No documento, os médicos populares consideram o programa “contraditório” em vários aspectos, como a questão do vínculo trabalhista, quando “o mesmo governo pretende retirar da CLT os chamados ‘custos trabalhistas'”.

Também o consideram restrito, comparado ao Mais Médicos, por suprimir o provimento das periferias das grandes cidades, ponto que estava contemplado no programa anterior.

A nota também questiona a inexistência de “sinalização de aporte de recursos para reforma e construção de novas unidades básicas de saúde pelo país, bem como mudanças no marco da formação de especialistas no país, no caso tendo como principal modelo a residência médica”.

Outro alerta que faz o texto é sobre a privatização da Atenção Primária à Saúde.
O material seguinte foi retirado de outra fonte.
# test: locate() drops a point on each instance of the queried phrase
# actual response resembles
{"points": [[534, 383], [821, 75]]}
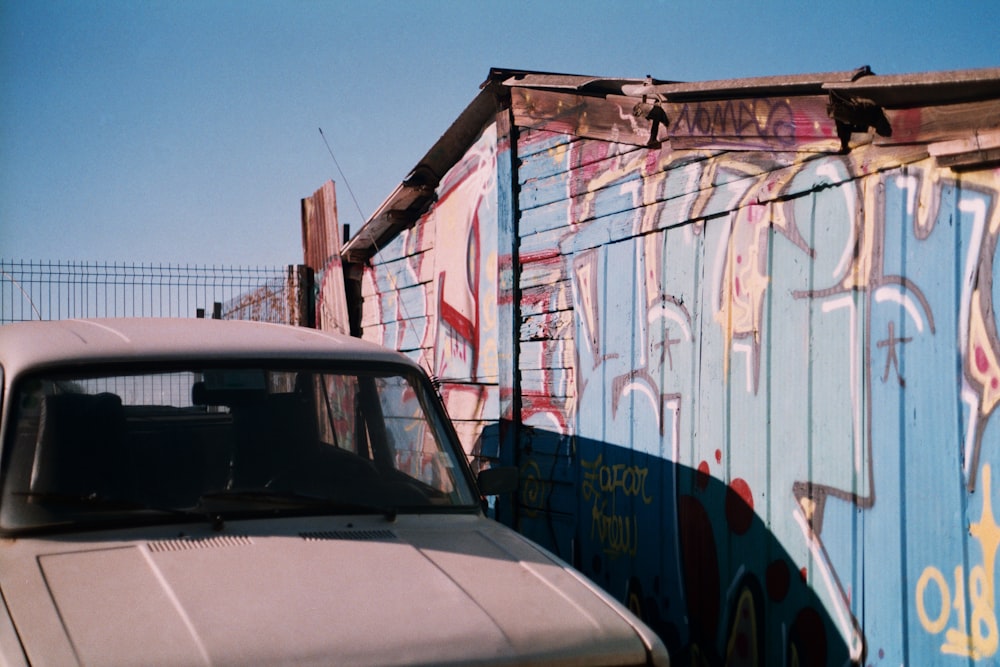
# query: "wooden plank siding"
{"points": [[749, 370]]}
A Medida Provisória institui a “Agência para o Desenvolvimento da Atenção Primária à Saúde (Adaps)”, que terá plenos poderes para firmar “contratos de prestação de serviços com pessoas físicas ou jurídicas, sempre que considerar ser essa a solução mais econômica para atingir os objetivos previstos no contrato de gestão, observados os princípios da impessoalidade, da moralidade e da publicidade.”

O último ponto destaca a preocupação do “desmonte da residência em Medicina de Família e Comunidade”. “O novo modelo formativo pode ter inclusive a tutoria de médicos com residência em Clínica Médica. Como garantir que os princípios da Medicina de Família e Comunidade, aliados a um compromisso com práticas populares, com enfrentamento dos determinantes sociais da doença sejam ensinados por médicos com formação estritamente hospitalar e sem vivência comunitária?”, questiona o conteúdo.

Luta pelo SUS

Com a provocação “O SUS em xeque: Os desafios da Saúde no governo Bolsonaro”, a RNMMP realizou um debate, mediado pela médica de Família e Comunidade, Nathália Neiva (RNMMP), e participação dos sanitaristas, Lumena Castro Furtado, psicóloga e professora da Universidade Federal de São Paulo (Unifesp), e Gastão Wagner, médico, professor da Universidade Estadual de Campinas (Unicamp) e ex-presidente da Abrasco.

Sem titubear, Lumena começou dizendo que há uma disputa do “Estado democrático de Direito”, que não é recente, mas se agudizou com o governo Bolsonaro (PSL), que naturaliza o extermínio.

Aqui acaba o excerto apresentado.